Yeşilliği katledilmiş beton kütleler; daralan yollar, çık(a)maz sokaklar, eğimi, çukuru iç içe girmiş arterler…
Sözde modern yapılar, çağdaş dokunuşlar…
Gerçekte düzensizlik, estetik yoksunluğu!
Düzensizliğin, çarpıklığın altında yine bildik imzalar: mimarlar, mühendisler, teknikler adamlar.
Onay makamı AK Parti Belediyeciliği…
Konu cami inşası, mescit projesi, yahut yeşil alan olduğunda AK Parti belediyeciliği nereye saklanıyor bileniniz var mı?
Yükselen itirazlara, mahkeme engellerine direnen, çarpıklıkla örülü mahallelerin, bozuk yolların, penceresiz dairelerin hesabını soran, soracak olan AK Parti Belediyeciliği nerede?
Canik’ten Bafra’ya, Çarşamba’dan ucube sokaklara…
Sadece Atakum değil; Canik, Bafra, Çarşamba… Nereye el atsanız benzer görüntüler: Heyelan riski üzerine kurulu apartmanlar, imarsız sokaklar, yoldan ziyada çukura benzeyen güzergâhlar.
Bütün manzara, yalnızca teknik zafiyet değil; aynı zamanda mühendislik adına yaşanmış feraset kaybını, mesuliyet zaafını ortaya koyuyor.
Daha hazin olanı yukarıda değindim; estetikten, işlevsellikten uzak yapıları tasarlayanlar, gün gelip en yüksek perdeden şikâyet edenlerdir.
Kentsel dönüşüm denince ekranlar, paneller, şuralar yine aynı simalarla dolar: anlatırlar, bilirler, konuşurlar… Lakin taşın altına el koymazlar.
Estetikten Uzak, Vicdandan Azade…
Şehir yalnızca teknik çizgilerle değil; ruh, ahlâk, medeniyet idrakiyle inşa edilir.

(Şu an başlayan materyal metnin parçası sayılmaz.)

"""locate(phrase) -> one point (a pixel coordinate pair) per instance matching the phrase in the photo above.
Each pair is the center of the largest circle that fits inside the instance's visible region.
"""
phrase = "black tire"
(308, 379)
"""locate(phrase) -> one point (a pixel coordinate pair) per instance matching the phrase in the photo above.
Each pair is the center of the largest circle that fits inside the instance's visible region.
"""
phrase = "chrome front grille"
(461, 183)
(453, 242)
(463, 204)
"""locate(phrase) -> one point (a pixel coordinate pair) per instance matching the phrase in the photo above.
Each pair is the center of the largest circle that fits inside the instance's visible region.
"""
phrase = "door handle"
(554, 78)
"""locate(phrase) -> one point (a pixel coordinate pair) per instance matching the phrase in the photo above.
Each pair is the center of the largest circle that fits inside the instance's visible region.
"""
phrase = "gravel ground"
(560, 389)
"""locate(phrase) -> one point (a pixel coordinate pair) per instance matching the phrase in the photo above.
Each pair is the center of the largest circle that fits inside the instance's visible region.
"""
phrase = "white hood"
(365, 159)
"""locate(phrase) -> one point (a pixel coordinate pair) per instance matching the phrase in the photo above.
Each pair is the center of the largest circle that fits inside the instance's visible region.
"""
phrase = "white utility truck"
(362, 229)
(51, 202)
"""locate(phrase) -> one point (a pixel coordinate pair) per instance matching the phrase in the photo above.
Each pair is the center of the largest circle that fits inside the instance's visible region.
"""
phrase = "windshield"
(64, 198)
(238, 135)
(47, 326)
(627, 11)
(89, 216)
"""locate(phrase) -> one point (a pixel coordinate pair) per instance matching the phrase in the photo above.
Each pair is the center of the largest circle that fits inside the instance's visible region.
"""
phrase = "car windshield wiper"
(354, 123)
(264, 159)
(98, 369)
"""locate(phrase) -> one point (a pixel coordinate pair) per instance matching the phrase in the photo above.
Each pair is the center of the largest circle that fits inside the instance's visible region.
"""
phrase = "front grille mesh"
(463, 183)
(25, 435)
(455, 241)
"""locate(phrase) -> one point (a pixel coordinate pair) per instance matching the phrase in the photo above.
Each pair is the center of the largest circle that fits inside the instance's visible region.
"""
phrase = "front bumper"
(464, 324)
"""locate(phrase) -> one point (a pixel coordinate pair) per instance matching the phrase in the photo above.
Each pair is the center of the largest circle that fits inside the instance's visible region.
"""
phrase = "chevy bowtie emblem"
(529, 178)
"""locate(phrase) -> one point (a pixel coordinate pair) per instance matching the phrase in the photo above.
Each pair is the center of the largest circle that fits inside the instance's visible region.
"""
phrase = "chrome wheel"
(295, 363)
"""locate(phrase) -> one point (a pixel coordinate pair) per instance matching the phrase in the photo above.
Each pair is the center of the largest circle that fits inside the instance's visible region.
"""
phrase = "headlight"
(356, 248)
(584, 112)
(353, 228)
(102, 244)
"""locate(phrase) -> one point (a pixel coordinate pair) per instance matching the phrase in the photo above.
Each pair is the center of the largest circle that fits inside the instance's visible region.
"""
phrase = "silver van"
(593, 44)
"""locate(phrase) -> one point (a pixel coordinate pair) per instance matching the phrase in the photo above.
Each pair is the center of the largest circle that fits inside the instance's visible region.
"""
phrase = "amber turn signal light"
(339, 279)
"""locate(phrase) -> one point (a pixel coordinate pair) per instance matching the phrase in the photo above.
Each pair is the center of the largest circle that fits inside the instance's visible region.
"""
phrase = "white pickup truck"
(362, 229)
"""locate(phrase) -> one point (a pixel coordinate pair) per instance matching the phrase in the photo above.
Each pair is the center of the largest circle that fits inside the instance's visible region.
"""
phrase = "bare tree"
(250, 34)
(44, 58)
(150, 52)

Lakin karşımızda estetik pencere kemerine, zarif minare siluetine dahi tahammül edemeyen; bodrum katına penceresiz oturum iskânı, dere yatağına AVM ruhsatı vermeyi meslekî başarı sayan zihniyetler vardır.
Büyük çelişki, tarihi sorumsuzluk zafiyeti, derin garabet!
Ey Samsun’un teknik kadroları!
Samsun’da bize, ‘İşte budur!’ diyebileceğiniz tek sokak, tek örnek cadde, estetikle yoğrulmuş tek sosyal mimarlık numunesi gösterin.
Gösteremiyorsanız, çıkın erdemlice söyleyin:
“Beceremedik.”
Artık milletin istikbalini şekillendirecek masa başlarına oturmayın.
Çünkü şehir bina değildir sadece; şehir ruhun yansımasıdır. Ruhsuz yapılarla şehir değil, ucubeler yapılabilir…
Ey biz gazetecileri masa başı habercilikle eleştiren mesuliyet sahipleri,
Sizler masa başında projeler çiziyor, mimarlar odası masa başında onaylıyor, belediyeler masa başında ruhsatlandırıyor, o projelerle beton döktürüyorsunuz.
Bakın şimdi şehrin manzarasına, kendinize sorun; ‘hangimiz daha suçluyuz?’
Bize ne lazım?
Bize, 1963’ten beridir yayımlanan Türkiye’nin köklü Mimarlık Dergisi’nin felsefi, kültürel, etik, estetik donanımını özümsemiş; fakat ideolojik sapmalarından uzak durmayı başarabilmiş, şehircilik ahlakını, mesleki ilim, irfanıyla bütünleştiren sosyal mimarlar lazım.
Çünkü mesele sadece bina yapmak değil; medeniyet inşa etmektir.
Ev Ödevi, Kitap okuma; Turgut Cansever Kubbeyi Yere Koymamak
Türkiye’de mimarlığın yalnızca teknik uğraş değil, aynı zamanda medeniyet, ahlâk meselesi olduğunu vurgulayan eserdir.
Kitap, doğrudan monografi yahut teorik anlatıdan ziyade, Cansever’in çeşitli konuşmalarından, yazılarından, röportajlarından derlenmiş metinler bütünüdür.
Editörlüğünü Hilmi Yavuz ile Rasim Özdenören’in üstlendiği çalışma, mimarlık tarihinden şehir planlamasına, İslam sanatından modernleşmeye kadar mühim başlığı içerir.